Hospitality at a tipping point

Here is the catch. The average cost of a U.K. overnight stay is up more than 25 percent in just two years.4 The result of seemingly small changes: tax increases, changes to business rates thresholds, higher National Insurance contributions and the abolition of tax relief for self-catering businesses, among others. Higher operating costs land on hospitality businesses, who pass them to guests already squeezed by inflation. Almost half of the general public recently said that booking a U.K. holiday now felt out of reach.5 Local businesses bear the consequences and families miss out. The government’s VAT cut on family attractions and kids meals was a welcome acknowledgement that many of the joyful things working people value most are becoming harder to afford. But it is a small step.
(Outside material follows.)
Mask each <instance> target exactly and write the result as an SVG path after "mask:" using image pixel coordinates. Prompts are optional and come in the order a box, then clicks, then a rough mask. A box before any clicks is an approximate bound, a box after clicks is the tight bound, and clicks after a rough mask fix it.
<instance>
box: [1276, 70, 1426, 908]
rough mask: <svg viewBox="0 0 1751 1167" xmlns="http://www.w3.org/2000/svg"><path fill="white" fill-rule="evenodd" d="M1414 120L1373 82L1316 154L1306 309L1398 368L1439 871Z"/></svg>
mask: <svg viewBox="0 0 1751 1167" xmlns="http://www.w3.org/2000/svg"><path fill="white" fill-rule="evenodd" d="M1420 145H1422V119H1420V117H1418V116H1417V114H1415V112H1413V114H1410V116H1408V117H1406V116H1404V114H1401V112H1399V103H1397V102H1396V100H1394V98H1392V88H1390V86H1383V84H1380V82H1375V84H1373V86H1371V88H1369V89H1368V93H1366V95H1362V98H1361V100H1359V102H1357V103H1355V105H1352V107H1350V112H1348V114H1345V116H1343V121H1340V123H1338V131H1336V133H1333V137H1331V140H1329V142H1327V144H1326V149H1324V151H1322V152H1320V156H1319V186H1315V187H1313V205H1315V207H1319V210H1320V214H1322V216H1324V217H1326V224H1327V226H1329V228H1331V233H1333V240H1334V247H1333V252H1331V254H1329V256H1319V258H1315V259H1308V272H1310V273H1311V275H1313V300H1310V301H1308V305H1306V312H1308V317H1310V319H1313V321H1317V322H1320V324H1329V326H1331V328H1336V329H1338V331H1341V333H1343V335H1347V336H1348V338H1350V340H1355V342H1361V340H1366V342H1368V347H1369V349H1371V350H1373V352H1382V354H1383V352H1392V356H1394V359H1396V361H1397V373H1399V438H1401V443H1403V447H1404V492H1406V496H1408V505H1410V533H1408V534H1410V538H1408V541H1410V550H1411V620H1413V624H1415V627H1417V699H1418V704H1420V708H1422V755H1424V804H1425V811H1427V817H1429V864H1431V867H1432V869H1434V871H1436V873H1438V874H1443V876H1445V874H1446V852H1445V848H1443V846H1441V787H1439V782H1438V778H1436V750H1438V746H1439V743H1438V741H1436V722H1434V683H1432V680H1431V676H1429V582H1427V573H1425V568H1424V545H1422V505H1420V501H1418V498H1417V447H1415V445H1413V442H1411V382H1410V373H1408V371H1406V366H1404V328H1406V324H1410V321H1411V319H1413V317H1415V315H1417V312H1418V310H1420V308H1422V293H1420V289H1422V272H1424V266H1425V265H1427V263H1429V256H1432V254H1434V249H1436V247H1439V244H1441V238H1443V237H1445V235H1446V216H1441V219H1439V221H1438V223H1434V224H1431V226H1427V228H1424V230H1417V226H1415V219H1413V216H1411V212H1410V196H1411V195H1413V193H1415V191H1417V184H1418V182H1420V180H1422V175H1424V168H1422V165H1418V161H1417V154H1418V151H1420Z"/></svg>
Millions of families choose to travel and holiday at home every year. It is often the most practical, affordable way to take a break, spend time together and explore parts of the country that you would otherwise miss.

Meanwhile, further regulation continues to be added to the sector, fueling additional pressure. We will soon see registration systems for short-term lets and tourism taxes across the country. The political instinct here is not irrational. Proportionate oversight is rightly justified and the case will be made for small levies to be put to public use, which should benefit residents and visitors alike. But there is a difference between targeted, fair and cohesive regulation and an accumulation of measures that treats the travel sector as a problem to be managed. Further calls for licensing requirements, health and safety checks, and new planning regimes for short stays will likely linger: each individually defensible, but collectively threatening further weight to the shoulders of small businesses.

The lesson from destinations that have continued to slide down this road is unambiguous. Add too much friction to the system and you will reduce the supply of affordable accommodation. Prices rise, demand falls and local businesses suffer the consequences. One year after Edinburgh introduced new licensing requirements, the average hotel price rose to a record high, increasing by 11.5 percent, while doing nothing to alleviate housing pressures across the city.6 Across the U.K., four in five Brits say that even a modest accommodation price increase would change their travel plans entirely. We should heed the warning signs.